I call this the Dawn of Financial Engineering. But, of course, another big change ensued.
The Great Recession
Everyone should have seen it coming. With interest rates at historic lows; loan amounts at or exceeding real value; interest-only terms; readily available bridge financing; and properties trading for higher prices with no improvement in fundamentals; a crash or significant correction was inevitable.
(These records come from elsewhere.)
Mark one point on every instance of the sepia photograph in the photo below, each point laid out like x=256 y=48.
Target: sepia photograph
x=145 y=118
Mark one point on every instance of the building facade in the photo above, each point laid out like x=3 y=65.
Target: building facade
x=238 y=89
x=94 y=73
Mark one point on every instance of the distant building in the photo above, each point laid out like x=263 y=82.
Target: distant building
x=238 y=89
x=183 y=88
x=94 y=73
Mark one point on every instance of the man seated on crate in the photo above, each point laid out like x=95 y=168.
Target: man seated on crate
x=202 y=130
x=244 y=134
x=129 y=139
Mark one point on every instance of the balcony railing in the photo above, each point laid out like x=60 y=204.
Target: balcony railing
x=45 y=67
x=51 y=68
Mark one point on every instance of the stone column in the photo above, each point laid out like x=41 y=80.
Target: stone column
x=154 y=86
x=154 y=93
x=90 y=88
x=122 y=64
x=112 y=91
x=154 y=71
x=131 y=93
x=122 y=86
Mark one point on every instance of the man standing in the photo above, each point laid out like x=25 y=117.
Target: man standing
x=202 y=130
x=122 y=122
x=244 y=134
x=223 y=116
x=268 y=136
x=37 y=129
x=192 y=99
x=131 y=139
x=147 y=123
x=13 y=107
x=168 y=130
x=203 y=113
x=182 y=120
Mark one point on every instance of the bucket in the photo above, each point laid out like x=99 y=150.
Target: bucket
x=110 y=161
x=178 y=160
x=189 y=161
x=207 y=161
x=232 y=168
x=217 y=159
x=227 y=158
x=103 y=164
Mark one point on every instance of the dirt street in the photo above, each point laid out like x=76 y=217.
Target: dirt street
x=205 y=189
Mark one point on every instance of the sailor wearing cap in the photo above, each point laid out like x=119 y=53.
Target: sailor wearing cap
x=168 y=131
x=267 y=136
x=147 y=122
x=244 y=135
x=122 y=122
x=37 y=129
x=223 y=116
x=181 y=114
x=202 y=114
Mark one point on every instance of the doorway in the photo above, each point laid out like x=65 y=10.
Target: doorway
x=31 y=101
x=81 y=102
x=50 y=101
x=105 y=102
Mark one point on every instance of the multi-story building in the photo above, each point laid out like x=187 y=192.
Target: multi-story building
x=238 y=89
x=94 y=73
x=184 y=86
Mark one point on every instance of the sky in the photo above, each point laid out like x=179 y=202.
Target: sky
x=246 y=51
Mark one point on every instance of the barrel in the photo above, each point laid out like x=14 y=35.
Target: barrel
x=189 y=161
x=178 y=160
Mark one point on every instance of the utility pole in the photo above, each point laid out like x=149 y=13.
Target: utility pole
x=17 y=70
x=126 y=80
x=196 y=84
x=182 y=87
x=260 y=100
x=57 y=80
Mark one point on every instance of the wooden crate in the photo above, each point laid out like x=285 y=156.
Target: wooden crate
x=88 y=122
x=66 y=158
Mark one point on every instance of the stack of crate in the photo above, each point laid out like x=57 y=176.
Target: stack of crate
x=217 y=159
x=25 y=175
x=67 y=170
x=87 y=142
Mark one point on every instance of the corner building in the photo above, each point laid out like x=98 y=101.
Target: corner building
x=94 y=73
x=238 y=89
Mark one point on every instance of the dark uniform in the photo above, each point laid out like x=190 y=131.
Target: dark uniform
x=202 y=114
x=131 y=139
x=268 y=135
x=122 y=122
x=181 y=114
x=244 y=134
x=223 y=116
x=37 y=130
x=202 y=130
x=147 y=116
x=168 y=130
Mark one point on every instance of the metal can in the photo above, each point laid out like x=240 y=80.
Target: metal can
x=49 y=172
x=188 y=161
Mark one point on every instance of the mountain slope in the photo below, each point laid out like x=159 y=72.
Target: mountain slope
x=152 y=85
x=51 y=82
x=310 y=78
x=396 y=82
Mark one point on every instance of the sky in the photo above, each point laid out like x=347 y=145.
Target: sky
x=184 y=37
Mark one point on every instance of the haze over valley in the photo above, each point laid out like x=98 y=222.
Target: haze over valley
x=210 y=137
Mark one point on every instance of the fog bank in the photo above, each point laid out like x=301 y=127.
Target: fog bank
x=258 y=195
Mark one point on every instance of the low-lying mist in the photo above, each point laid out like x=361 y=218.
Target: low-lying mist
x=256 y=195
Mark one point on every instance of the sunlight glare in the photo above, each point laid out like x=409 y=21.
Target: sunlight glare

The financial markets finally won. Properties with good fundamentals were being foreclosed due to financing issues. In many cases, foreclosure was more related to the financial condition of the lender than the financial condition of the property. Cap rate compression (i.e. price increases) was rampant. Those in the middle of the action believed this climate was the New Norm. It wasn’t. But could it be again?
The New Normal
After five to seven years of readjustment, the financial markets are again driving property values to new highs. While property fundamentals (rents and occupancies) have dramatically improved, the availability of capital chasing yield is once again making property value less dependent on the real estate fundamentals. Several factors are causing this result:
- Very low yields on US Treasuries, high grade bonds, and other core liquid investments
- The Internet enabling properties to be marketed globally
- Foreign investors more interested in a capital safe haven than market return on their investments
Once again, some buyers are calling this a Return of the New Norm. I disagree; it’s yet another cycle when financial considerations are overwhelming the real estate fundamentals. Ultimately, the latter will still be important, but the significant impact of financial markets on property values is here to stay.
The global market is here to stay. As such, the New Norm will persist for owners of high profile properties located in major metropolitan areas or those with credit and recognizable tenancies. This is the low-hanging fruit.
This leaves an abundant supply of properties with solid, market-driven fundamentals. When combined with the right marketing, development or management strategy, these properties still provide investors with much better risk-adjusted returns.
So, here are my strategic recommendations:
- Be a situational buyer—secure properties at the right time, under the right circumstances.
- Avoid using financing to juice the deal; you could lose all your money.
- Ask yourself—would you own the property without cheap debt?
- Lastly, be aware of the frothy market; sip wisely.